Projeto de lei britânico ameaça acordo do Brexit



Projeto de lei britânico ameaça acordo do Brexit

A proposta de projeto de Lei do Mercado Interno, do primeiro-ministro Boris Johnson, apresentada no início de setembro, cria mecanismos que violariam o tratado que dispõe sobre a saída do Reino Unido da União Europeia. O projeto de lei criou fricção no processo de negociações de um acordo comercial entre as duas partes.

A formalização da saída do Reino Unido da União Europeia (UE) ocorreu em 31 de janeiro de 2020, por meio da assinatura de um tratado que regula como será o relacionamento entre as partes após o desligamento britânico do bloco. Desde então, deu-se início o período de transição (até 31 de dezembro), durante o qual o Reino Unido segue participando do Mercado Comum Europeu, enquanto negocia um acordo de comércio com a UE para a relação futura.

As negociações vinham apresentando poucos avanços, mas deterioraram-se especialmente depois que o governo britânico propôs uma lei que contraria partes do acordo assinado em janeiro. Trata-se do projeto da Lei do Mercado Interno, que impacta dois pontos consensuados com a UE: o estabelecimento de controle alfandegário entre a ilha da Irlanda e a ilha da Grã-Bretanha, e o regime de subsídios estatais.

Conforme acordado com a UE, no caso de um Brexit sem acordo comercial, as mercadorias que se deslocam da Grã-Bretanha para a Irlanda do Norte estariam sujeitas a tarifas de importação. O estabelecimento de uma alfândega marítima permitiria a cobrança dos impostos sem a instalação de controles de fronteira entre a Irlanda do Norte (que é parte do Reino Unido) e a Irlanda (que é parte da UE). A livre circulação entre as Irlandas faz parte de um acordo de paz celebrado em 1998, que garante a estabilidade política na região.

Entretanto, o projeto de lei britânico, que estabelece regras para o mercado interno do Reino Unido, garante a livre circulação entre Inglaterra, Escócia, País de Gales e Irlanda do Norte. Isto é, descarta a possibilidade de controle marítimo entre as ilhas, o que, na ausência de um acordo com a UE, implicaria na transferência dos controles alfandegários para a fronteira irlandesa. Além disso, a lei afirma explicitamente que sua aplicação independe da compatibilidade com o direito internacional.
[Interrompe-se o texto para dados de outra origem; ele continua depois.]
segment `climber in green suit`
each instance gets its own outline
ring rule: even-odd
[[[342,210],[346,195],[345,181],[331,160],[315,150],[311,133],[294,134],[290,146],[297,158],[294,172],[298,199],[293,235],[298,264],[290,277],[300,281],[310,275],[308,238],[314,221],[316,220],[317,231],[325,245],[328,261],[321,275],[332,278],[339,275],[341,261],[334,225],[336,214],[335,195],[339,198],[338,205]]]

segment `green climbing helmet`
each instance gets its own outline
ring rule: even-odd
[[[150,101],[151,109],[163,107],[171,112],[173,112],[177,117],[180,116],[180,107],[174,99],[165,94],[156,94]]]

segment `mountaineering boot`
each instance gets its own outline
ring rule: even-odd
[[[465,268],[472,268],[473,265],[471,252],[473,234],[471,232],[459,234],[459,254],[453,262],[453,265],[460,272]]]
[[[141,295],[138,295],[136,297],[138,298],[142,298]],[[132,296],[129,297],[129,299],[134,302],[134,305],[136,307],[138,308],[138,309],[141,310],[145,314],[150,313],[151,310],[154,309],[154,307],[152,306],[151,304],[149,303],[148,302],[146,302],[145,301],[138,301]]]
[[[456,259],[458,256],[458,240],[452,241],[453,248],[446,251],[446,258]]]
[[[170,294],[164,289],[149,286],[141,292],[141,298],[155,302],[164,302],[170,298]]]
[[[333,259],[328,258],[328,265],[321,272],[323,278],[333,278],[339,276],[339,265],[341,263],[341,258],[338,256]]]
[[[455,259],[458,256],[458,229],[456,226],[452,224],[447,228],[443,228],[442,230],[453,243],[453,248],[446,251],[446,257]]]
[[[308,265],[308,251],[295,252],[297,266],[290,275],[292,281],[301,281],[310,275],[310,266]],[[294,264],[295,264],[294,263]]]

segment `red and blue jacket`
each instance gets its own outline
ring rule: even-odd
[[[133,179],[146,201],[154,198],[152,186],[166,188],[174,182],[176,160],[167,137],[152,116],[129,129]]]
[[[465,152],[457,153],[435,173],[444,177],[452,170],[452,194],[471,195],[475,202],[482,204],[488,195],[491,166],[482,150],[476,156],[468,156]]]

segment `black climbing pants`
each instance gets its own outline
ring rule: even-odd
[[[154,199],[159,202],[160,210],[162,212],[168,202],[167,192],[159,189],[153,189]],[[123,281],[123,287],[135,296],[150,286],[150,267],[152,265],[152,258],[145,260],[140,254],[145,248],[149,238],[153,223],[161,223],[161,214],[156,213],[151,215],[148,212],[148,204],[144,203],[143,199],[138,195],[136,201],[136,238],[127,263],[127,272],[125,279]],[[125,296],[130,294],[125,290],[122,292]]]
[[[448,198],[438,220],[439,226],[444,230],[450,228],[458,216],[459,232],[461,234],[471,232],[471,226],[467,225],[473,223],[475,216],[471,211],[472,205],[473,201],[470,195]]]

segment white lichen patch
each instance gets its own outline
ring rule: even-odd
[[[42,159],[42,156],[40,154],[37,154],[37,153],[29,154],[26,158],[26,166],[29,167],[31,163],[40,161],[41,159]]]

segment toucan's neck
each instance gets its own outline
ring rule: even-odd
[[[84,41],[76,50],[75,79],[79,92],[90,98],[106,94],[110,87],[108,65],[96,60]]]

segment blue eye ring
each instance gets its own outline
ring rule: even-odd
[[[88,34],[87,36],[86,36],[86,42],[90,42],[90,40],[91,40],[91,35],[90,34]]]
Outro ponto sensível que a proposta legislativa pode afetar são os dispositivos sobre auxílios estatais. O acordo entre Reino Unido e UE prevê igualdade de condições entre empresas das duas partes, o que implicaria garantir que as empresas de um lado não tenham vantagens injustas sobre seus concorrentes do outro lado. A Lei do Mercado Interno, entretanto, não leva em consideração esse compromisso e dispõe sobre incentivos econômicos a empresas da Irlanda do Norte.

O projeto de lei britânico já foi aprovado pela Câmara Baixa e atualmente está em discussão na Câmara Alta. Mesmo depois do pedido da UE para que o Reino Unido emendasse a proposta legislativa, Boris Johnson não recuou, de modo que a Comissão Europeia iniciou procedimentos legais contra o parceiro. Se o Reino Unido de fato promulgar a lei, o conflito poderá levar a um processo judicial no Tribunal de Justiça Europeu.

Desde então, a Comissão Europeia e o governo britânico intensificaram o diálogo para selar o acordo comercial. A iniciativa de Johnson, contudo, ao desconsiderar compromissos já assumidos, fragilizou a confiança nas negociações. Caso UE e Reino Unido não cheguem a um entendimento até novembro, o relacionamento bilateral passará a ser regido pelas normas gerais da Organização Mundial do Comércio (OMC).